An analytical technique which enables molecule identification and quantification, Nuclear magnetic resonance (NMR) spectroscopy operates by using the magnetic fields of atomic nuclei in order to provide molecular structural information.
Applications of NMR in Cell Biology
A robust technique, it is possible to use NMR in order to identify and quantify a large variety of molecules, including metabolites in cells, tissues, organisms, and biofluids.

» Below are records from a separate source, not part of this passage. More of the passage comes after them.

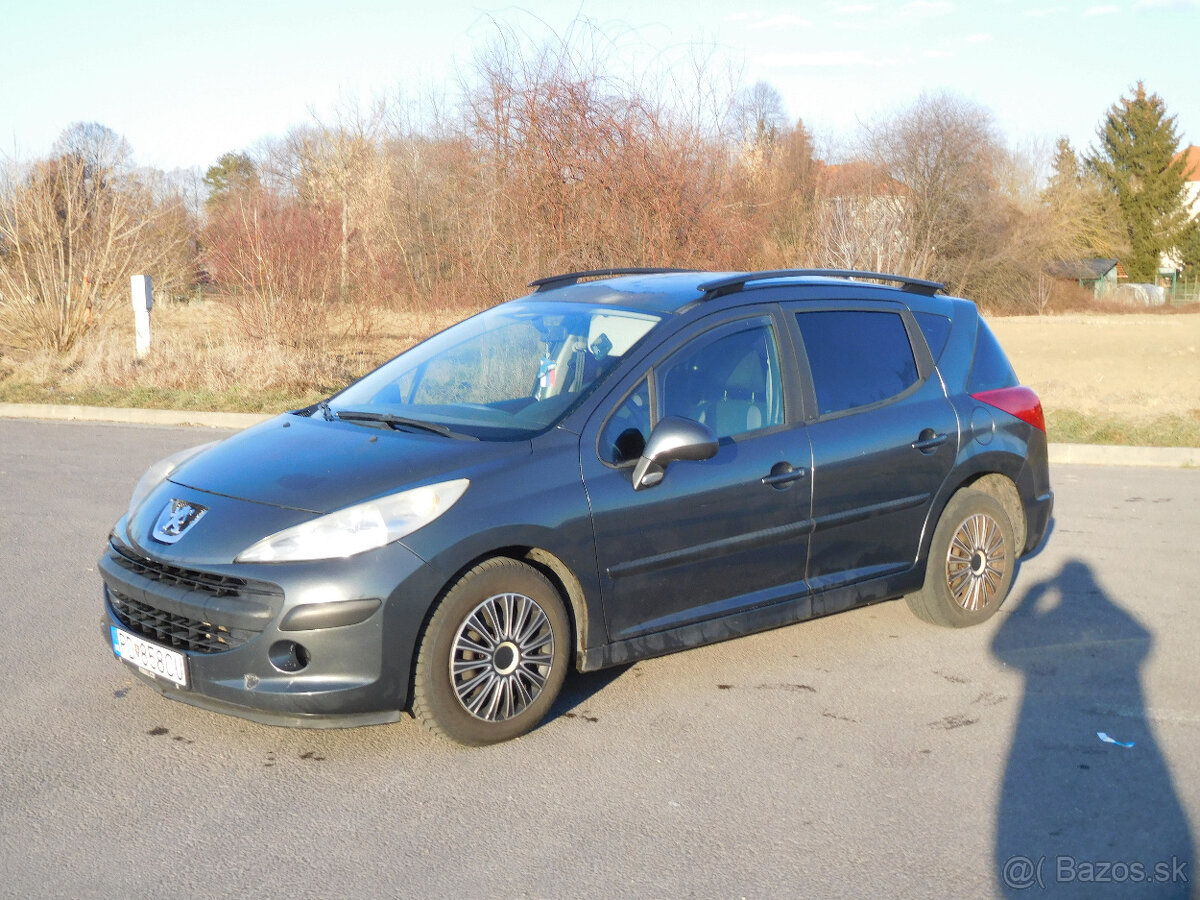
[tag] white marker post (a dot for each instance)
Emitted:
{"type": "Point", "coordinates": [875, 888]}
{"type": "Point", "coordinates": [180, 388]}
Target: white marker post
{"type": "Point", "coordinates": [143, 301]}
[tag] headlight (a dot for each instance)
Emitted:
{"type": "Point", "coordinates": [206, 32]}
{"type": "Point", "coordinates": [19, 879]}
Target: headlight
{"type": "Point", "coordinates": [157, 473]}
{"type": "Point", "coordinates": [359, 528]}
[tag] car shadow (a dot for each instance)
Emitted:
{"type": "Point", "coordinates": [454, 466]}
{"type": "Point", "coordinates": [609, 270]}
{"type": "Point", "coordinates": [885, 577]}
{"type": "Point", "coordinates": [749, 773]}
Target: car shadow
{"type": "Point", "coordinates": [1078, 815]}
{"type": "Point", "coordinates": [581, 687]}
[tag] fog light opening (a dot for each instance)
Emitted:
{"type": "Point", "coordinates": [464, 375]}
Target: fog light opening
{"type": "Point", "coordinates": [289, 657]}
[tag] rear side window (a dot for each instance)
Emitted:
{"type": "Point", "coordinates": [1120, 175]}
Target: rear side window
{"type": "Point", "coordinates": [936, 330]}
{"type": "Point", "coordinates": [990, 367]}
{"type": "Point", "coordinates": [857, 358]}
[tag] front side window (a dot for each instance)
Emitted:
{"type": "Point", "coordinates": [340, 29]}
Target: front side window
{"type": "Point", "coordinates": [509, 372]}
{"type": "Point", "coordinates": [857, 358]}
{"type": "Point", "coordinates": [628, 429]}
{"type": "Point", "coordinates": [731, 383]}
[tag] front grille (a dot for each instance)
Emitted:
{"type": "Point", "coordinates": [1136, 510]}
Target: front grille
{"type": "Point", "coordinates": [191, 579]}
{"type": "Point", "coordinates": [239, 607]}
{"type": "Point", "coordinates": [178, 631]}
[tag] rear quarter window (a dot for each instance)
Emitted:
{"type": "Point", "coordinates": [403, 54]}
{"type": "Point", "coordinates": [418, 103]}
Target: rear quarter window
{"type": "Point", "coordinates": [936, 330]}
{"type": "Point", "coordinates": [857, 358]}
{"type": "Point", "coordinates": [990, 369]}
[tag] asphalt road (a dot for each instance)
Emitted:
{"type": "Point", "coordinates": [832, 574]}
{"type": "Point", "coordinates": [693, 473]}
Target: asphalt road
{"type": "Point", "coordinates": [859, 755]}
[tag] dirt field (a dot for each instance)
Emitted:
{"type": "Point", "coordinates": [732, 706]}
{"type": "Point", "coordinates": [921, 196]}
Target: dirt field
{"type": "Point", "coordinates": [1132, 366]}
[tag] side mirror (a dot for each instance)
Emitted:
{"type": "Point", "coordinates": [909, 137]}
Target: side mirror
{"type": "Point", "coordinates": [673, 439]}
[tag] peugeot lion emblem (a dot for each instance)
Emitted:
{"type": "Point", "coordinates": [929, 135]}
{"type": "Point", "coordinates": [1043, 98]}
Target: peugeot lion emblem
{"type": "Point", "coordinates": [175, 519]}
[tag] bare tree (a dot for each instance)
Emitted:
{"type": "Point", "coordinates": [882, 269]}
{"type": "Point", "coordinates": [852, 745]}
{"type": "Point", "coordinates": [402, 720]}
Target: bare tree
{"type": "Point", "coordinates": [72, 231]}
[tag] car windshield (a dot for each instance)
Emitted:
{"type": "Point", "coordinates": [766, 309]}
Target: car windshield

Metabolites occur in biofluids such as plasma, serum, and urine due to biochemical processes which occur in tissues and cells. These metabolites can give an insight into the function of these tissues and cells. Consequently, the detection and quantification of metabolites are used to diagnose a range of conditions and diseases.
Imperial College London’s Professor Elaine Holmes and the University of Florence’s Professor Claudio Luchinat use this seminar in order to explain how it is possible to use NMR for the identification and quantification of metabolites in biofluids.
They outline how metabolomics databases can be developed from data in order to enable research into early disease detection and personalized disease treatment.
In-Vitro Diagnostic Research (IVDr) NMR Platform
Further to this, Bruker BioSpin’s Dr. Manfred Spraul introduces the company’s in vitro diagnostic research (IVDr) NMR platform, designed for data sharing and automated, standardized NMR analysis.
In order to research metabolites which indicate the early or future development of diseases, an enormous amount of data is required. It is also necessary to undertake statistical analyses comparing the metabolomic profiles of healthy people, with those of people who have or go on to develop a disease.
Standardized protocols and methods, which facilitate the comparison of data between machines and institutions, are required in order to develop comprehensive metabolomics databases.
The comparison of data across institutions is particularly vital for research into rare diseases. This is because a single center is unlikely to have enough samples or patients in order to provide adequate data for metabolite statistical analysis.
A Transferable Analytical Method
NMR constitutes one of the most transferable analytical methods. Moreover, detailed structural information - which facilitates the identification of a wide variety of molecules which are simultaneously present in a sample – is provided by NMR. This makes it the perfect analytical technique for building metabolic databases and conducting metabolomics research.
Even though NMR constitutes one of the most transferable analytical methods, it remains pivotal that standardized procedures are developed and used in order to guarantee reproducibility.
Professor Holmes and Professor Luchinat use the webinar to explain how the metabolomics profiles which NMR obtains can differentiate between normal populations and diseased ones, in order to detect diseases such as celiac disease heart failure early.
Further to this, research which demonstrates metabolomics’ ability to identify pregnant women who may be at risk of pre-term birth, predict reoccurrence of breast cancer, indicate the efficacy of treatment, and predict terminally ill patients’ lifespan, is presented by the professors.
NMR Fingerprinting Analyses
NMR fingerprinting analyses are pivotal to early research into metabolomics profiles for the detection and prediction of diseases. These analyses involve the recording of all complete NMR spectra and using statistical analysis in order to differentiate between metabolic profiles. Even though high statistical power is provided by fingerprinting, this method does not quantify or identify individual metabolites.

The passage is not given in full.